Two weeks later, the patient presented to the emergency room with severe headache (VAS score of 8). MRI showed IDEM hematoma at C7-T1 level with intraventricular hematoma (IVH) and subarachnoid hemorrhage (SAH) in sacral lesion (Fig.1). Computed tomography (CT) angiography was performed to rule out cerebral aneurysm. Cerebrospinal fluid analysis revealed 627,000 red blood cells/mm3 and 797 white blood cells/mm3, meaning of SAH. Because the patient did not have neurologic deficits, he was admitted to the general ward for close observation.

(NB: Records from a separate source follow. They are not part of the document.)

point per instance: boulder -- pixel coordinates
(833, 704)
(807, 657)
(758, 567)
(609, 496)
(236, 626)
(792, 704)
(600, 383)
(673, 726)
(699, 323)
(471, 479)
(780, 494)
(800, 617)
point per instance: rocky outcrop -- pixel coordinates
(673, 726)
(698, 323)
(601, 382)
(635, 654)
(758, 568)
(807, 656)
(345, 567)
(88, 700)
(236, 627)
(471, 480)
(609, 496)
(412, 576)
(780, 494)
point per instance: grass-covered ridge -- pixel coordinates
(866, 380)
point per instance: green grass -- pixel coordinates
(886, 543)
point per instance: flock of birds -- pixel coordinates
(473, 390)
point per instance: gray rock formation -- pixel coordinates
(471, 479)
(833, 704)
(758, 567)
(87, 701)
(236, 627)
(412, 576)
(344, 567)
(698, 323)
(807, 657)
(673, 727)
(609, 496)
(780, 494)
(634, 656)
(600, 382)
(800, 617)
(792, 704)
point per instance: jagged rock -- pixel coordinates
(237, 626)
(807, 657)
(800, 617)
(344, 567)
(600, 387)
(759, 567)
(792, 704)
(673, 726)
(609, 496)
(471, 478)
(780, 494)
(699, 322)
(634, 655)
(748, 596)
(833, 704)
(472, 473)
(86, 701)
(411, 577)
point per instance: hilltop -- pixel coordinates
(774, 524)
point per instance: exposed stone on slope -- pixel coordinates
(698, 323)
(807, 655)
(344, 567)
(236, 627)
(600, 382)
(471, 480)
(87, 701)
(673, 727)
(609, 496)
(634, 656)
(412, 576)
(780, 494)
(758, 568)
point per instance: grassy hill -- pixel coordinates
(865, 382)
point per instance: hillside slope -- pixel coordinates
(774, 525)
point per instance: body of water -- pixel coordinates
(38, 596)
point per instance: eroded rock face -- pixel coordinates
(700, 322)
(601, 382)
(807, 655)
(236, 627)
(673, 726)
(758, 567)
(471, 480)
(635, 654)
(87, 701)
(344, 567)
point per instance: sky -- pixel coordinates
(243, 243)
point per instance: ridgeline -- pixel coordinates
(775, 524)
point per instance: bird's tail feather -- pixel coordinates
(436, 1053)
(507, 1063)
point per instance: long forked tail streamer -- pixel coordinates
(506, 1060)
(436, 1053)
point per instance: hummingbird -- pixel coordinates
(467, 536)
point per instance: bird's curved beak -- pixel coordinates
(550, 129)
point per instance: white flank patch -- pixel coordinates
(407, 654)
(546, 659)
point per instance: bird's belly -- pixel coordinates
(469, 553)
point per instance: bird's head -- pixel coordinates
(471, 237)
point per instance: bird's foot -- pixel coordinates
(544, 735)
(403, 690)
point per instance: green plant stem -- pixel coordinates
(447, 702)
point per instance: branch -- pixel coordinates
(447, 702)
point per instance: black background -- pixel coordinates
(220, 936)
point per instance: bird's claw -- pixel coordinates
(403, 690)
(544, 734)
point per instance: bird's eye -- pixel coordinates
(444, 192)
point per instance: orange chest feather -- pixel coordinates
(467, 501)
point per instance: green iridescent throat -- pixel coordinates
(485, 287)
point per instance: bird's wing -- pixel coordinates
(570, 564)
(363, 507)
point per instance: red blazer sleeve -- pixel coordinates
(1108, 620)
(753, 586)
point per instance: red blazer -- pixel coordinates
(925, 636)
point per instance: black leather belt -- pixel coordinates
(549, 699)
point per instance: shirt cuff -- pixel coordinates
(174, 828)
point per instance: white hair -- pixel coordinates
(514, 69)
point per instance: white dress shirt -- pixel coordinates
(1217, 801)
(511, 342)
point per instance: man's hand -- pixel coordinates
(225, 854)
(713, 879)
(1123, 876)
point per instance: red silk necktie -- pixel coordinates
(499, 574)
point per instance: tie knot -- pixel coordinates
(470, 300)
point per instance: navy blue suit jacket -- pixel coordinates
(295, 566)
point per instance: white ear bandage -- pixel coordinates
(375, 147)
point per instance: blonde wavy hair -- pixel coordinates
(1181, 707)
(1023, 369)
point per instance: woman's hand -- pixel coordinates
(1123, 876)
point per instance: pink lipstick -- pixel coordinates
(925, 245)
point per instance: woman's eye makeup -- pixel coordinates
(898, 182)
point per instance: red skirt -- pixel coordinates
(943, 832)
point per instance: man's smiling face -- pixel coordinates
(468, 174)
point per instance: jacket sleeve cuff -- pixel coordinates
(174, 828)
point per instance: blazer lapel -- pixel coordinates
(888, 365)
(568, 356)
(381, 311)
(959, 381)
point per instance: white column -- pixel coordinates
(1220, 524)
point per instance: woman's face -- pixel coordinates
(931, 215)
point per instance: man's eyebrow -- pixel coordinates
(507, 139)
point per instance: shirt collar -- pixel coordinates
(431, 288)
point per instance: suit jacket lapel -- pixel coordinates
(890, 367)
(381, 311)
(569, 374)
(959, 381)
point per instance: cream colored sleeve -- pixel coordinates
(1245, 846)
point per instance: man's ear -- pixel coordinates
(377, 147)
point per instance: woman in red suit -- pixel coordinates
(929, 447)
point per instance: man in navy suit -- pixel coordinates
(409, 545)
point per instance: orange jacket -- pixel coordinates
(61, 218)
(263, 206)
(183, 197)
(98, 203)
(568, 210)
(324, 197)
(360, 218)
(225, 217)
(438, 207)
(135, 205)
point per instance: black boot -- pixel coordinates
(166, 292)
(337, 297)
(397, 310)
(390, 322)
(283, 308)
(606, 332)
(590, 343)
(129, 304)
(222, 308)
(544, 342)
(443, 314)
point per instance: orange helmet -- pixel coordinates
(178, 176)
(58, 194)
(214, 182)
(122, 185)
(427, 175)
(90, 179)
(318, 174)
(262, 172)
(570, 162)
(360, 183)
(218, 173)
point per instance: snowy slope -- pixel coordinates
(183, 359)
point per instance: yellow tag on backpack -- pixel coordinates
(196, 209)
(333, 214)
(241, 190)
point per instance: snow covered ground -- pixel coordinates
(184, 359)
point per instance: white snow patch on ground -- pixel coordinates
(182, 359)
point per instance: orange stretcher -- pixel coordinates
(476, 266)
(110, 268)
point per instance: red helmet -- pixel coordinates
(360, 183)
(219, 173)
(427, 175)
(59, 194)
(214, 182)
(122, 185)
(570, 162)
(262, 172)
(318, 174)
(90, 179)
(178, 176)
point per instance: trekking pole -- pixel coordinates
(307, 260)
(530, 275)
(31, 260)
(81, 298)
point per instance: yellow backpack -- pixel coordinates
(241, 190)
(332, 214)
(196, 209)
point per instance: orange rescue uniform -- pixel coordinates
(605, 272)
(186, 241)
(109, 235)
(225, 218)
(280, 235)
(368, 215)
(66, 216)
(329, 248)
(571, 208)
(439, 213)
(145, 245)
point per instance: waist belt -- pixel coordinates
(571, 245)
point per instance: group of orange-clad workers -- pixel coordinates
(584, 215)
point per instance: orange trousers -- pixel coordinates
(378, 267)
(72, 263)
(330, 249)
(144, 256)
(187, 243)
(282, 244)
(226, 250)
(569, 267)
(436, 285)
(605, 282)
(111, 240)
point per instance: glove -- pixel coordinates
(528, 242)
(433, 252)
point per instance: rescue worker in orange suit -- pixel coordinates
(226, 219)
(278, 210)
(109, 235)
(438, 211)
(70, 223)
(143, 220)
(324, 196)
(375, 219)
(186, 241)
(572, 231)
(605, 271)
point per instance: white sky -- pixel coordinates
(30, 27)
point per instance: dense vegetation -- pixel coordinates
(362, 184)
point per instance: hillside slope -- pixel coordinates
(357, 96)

However, a week later, his right upper extremity showed motor weakness of grade 2~3. The follow up MRI showed increase in the size of the IDEM hematoma, extending to C6-T4, with cord compression and myelopathy at C5-7 (Fig. 2). Emergent surgical evacuation of the hematoma was done. During the follow-up of two months, he regained his full muscle power except his right finger abductor (Right/Left=3- /5).

Conclusion
Based on the anatomical predilection, spinal cord abscess, vascular malformation, bleeding derived from use of anticoagulant medication, tumor invasion or trauma are well-documented causes of IDEM hematoma. Although incidence of IDEM hematoma is low, we believe that the continued reporting of such complications is vital in that early recognition and treatment can improve prognosis.